It is possible that longtime first baseman Brandon Belt has played his last game in an SF Giants uniform. After handling the position for 12 seasons, the Giants might need to look for a new first baseman for next year but what if next year's first baseman is already on the roster? Joc Pederson could fill that role next year as the Giants have already expressed interest in retaining the nine-year veteran.
Could the SF Giants first baseman for 2023 already be on the roster?
Let's take a step back. The Giants already have several first basemen on the roster for next season. Wilmer Flores is under contract after signing a two-year, $13 million extension with a mutual option for a third season.
The Giants will have a decision to make on J.D. Davis and LaMonte Wade Jr. as well as both are under team control for 2023. That said, it is not a given that either player returns as both are due raises through arbitration.
Flores can certainly handle first base, but the Giants like his ability to play second base and third base as well. I would not expect him to be tied primarily to one position, which leads us to Pederson.
The Giants' defense has been one of the worst in baseball in 2022, and that is especially true in the outfield. Giants outfielders have combined to be worth -40 Defensive Runs Saved (DRS) and -23 Outs Above Average (OAA), which ranks as last in both metrics. In terms of DRS, no team is even close to the Giants.

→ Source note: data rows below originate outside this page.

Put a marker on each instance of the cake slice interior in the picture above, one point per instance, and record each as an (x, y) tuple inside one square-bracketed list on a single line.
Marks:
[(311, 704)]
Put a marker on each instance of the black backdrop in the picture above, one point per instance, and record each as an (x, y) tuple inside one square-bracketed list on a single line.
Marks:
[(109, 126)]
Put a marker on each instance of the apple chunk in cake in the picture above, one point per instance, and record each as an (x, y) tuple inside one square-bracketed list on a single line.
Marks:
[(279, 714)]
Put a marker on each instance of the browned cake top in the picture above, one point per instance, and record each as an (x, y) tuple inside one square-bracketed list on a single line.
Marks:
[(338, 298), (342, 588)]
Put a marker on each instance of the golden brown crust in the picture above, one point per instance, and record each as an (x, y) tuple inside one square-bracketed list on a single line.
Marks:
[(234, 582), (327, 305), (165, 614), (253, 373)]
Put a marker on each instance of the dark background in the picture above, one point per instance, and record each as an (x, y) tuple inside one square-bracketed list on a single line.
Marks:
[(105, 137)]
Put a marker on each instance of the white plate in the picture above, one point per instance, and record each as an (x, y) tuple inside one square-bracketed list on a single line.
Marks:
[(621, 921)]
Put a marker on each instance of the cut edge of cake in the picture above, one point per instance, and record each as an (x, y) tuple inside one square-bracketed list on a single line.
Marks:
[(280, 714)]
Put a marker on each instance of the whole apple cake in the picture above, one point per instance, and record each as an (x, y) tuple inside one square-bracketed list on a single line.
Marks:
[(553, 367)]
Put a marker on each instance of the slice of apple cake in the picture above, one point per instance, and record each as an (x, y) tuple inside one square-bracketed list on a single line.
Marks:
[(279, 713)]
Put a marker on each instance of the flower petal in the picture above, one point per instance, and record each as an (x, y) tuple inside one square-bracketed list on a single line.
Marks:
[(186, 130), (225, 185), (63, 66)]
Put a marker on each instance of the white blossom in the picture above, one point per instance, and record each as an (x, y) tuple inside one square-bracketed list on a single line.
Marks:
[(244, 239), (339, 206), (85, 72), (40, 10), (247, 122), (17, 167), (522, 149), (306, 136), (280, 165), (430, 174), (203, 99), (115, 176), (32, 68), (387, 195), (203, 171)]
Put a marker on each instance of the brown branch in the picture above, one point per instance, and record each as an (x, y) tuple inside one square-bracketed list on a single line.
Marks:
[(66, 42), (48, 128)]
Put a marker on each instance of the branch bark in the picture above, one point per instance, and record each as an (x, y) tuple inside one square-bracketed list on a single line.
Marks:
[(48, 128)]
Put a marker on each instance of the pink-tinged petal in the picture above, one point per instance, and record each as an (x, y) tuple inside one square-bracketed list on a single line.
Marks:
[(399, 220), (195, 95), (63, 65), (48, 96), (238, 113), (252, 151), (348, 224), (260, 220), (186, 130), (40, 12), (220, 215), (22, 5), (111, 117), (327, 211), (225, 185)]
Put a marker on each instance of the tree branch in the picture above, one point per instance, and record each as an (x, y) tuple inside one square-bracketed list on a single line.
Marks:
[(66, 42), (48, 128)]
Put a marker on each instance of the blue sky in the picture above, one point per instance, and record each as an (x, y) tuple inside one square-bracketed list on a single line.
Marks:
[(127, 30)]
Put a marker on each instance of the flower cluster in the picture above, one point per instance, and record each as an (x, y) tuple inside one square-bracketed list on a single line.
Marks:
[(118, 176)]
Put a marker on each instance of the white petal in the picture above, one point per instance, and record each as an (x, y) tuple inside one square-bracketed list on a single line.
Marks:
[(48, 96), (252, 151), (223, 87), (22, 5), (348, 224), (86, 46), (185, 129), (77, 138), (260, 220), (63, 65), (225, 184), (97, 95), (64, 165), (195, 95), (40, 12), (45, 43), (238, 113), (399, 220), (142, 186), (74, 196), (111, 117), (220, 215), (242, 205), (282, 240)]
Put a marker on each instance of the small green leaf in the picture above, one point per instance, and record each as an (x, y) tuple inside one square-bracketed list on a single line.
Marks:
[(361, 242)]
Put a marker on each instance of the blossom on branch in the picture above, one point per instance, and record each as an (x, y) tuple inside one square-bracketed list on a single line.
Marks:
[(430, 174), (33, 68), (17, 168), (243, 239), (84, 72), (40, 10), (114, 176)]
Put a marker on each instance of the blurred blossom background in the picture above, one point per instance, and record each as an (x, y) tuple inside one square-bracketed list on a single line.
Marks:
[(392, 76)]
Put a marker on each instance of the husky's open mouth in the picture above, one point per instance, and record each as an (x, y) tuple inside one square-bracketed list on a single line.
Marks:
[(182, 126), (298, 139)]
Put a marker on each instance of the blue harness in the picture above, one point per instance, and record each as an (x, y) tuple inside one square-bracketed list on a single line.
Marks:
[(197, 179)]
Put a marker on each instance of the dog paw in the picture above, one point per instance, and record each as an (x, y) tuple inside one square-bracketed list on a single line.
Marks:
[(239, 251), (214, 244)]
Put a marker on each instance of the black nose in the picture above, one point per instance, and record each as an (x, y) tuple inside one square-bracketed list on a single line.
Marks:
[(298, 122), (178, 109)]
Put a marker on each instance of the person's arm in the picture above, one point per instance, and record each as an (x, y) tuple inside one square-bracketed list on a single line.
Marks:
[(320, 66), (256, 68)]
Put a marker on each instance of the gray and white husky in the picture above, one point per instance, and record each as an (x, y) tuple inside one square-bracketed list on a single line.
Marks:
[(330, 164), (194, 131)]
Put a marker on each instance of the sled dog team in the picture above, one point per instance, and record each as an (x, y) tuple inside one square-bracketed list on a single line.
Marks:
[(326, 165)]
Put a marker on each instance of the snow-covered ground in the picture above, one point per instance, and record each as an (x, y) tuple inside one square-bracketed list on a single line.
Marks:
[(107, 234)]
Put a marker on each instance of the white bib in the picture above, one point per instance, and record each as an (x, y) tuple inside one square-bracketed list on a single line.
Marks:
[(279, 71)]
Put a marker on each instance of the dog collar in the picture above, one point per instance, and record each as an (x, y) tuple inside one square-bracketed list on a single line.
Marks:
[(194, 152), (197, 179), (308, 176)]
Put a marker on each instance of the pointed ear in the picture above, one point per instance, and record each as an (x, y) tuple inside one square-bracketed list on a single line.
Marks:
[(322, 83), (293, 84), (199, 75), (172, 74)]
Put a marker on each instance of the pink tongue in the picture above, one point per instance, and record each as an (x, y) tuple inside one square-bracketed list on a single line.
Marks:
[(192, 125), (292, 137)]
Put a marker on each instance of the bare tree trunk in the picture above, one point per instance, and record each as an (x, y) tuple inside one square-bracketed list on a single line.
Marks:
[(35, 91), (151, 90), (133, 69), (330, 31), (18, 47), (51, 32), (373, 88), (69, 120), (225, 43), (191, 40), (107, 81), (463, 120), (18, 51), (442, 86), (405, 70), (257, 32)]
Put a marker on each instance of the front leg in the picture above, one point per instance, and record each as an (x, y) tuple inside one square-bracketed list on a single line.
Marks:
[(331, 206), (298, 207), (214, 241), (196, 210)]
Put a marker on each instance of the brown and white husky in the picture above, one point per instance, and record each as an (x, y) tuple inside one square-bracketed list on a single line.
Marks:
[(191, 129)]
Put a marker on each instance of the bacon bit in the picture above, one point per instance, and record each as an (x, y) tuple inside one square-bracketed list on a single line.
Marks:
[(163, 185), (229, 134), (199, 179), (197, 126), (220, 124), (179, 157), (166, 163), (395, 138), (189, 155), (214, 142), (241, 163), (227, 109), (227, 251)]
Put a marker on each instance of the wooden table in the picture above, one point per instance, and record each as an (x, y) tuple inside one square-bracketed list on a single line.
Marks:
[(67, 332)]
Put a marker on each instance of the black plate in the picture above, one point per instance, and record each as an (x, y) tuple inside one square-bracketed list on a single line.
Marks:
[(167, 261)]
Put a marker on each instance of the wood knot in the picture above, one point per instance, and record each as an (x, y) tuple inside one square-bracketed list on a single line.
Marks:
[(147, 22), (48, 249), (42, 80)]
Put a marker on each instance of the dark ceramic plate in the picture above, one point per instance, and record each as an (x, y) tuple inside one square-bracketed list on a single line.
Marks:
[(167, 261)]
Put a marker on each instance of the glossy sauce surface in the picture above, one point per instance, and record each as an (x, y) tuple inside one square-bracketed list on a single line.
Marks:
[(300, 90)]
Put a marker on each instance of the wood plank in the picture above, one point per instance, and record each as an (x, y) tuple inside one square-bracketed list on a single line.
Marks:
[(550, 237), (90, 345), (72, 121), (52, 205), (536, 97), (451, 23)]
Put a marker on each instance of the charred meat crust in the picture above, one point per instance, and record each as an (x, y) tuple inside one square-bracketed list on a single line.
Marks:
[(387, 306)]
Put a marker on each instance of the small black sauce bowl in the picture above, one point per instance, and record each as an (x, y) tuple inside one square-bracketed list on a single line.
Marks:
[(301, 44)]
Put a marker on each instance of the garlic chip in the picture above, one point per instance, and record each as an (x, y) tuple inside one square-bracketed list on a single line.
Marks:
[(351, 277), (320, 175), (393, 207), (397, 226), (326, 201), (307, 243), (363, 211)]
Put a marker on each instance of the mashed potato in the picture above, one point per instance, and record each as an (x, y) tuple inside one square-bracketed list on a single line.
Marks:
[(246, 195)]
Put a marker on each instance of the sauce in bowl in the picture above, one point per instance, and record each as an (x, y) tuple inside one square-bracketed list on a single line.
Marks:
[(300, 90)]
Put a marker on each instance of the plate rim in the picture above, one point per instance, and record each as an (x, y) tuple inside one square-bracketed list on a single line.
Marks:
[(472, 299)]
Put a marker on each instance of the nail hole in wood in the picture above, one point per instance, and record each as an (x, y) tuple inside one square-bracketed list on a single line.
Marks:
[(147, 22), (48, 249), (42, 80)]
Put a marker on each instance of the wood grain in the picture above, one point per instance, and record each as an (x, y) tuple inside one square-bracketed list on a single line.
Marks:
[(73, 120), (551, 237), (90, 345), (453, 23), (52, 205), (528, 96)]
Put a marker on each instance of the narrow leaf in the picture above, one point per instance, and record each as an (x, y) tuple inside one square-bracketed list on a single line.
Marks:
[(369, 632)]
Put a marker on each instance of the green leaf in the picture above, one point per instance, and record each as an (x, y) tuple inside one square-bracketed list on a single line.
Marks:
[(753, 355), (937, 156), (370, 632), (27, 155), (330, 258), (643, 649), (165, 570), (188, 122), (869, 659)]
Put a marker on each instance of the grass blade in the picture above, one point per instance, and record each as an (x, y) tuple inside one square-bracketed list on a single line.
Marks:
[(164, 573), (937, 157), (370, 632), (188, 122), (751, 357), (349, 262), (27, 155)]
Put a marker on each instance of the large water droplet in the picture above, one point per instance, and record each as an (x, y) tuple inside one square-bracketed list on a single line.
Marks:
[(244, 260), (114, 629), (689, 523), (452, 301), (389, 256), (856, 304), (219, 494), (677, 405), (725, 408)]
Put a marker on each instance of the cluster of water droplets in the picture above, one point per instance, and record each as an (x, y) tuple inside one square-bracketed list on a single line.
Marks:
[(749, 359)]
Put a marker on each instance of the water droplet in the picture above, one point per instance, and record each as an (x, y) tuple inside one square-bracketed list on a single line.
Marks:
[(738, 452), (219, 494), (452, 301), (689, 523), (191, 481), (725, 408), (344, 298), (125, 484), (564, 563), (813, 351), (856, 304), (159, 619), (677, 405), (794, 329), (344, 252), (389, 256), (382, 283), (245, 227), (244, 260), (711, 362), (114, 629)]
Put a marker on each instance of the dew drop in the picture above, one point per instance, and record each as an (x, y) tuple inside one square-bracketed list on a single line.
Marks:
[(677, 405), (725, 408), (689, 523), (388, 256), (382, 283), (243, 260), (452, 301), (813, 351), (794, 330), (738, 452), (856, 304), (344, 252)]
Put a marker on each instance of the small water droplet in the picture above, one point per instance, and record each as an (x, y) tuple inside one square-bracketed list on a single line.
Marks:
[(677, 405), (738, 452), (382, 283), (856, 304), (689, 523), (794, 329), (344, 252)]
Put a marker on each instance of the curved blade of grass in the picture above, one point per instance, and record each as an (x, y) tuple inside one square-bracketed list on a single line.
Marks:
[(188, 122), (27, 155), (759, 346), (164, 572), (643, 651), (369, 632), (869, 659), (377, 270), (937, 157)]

They have had a lot of issues in the outfield and that extends beyond just one player. With that being said, Pederson has been worth -12 DRS and -9 OAA in the outfield in 2022, which is one of the worst marks among major league outfielders in both DRS and OAA.
This is a trend that extends beyond just one season and outfield defense does not tend to get better with age. The left-handed bat will be entering his age-31 season next year, and it is time to consider a position change.
The nine-year veteran has experience at first base. He has played a total of 150 innings in the majors at first base, and the metrics are not favorable but can he improve with repetitions?
If the Giants are going to bring him back next year, that is a question that they need to find out. Moving him out of left field should improve the outfield defense considerably even if the replacement is an average defender.
Plus, it bears mentioning that not every player can produce enough with the bat to stick at first base. It requires an above-average bat and that has typically been the case for Pederson. This season has been no different as he has registered a .266/.342/.501 line (135 wRC+) with 22 home runs, 66 RBI, and 50 runs in 404 plate appearances.
This includes an 8.9 percent walk rate against a 23.8 percent strikeout rate. The power-hitting outfielder has eclipsed the 20-home run mark for the fifth time in his career. There is no denying that he can hit.
But, is he an outfielder at this stage of his career? The defensive metrics would say that is emphatically not the case. If the Giants bring him back next season, they will need to get creative with how they use him.
Designated hitter is one option, but he could see a lot of at-bats as a platoon hitter against right-handed pitching at first base next year as well.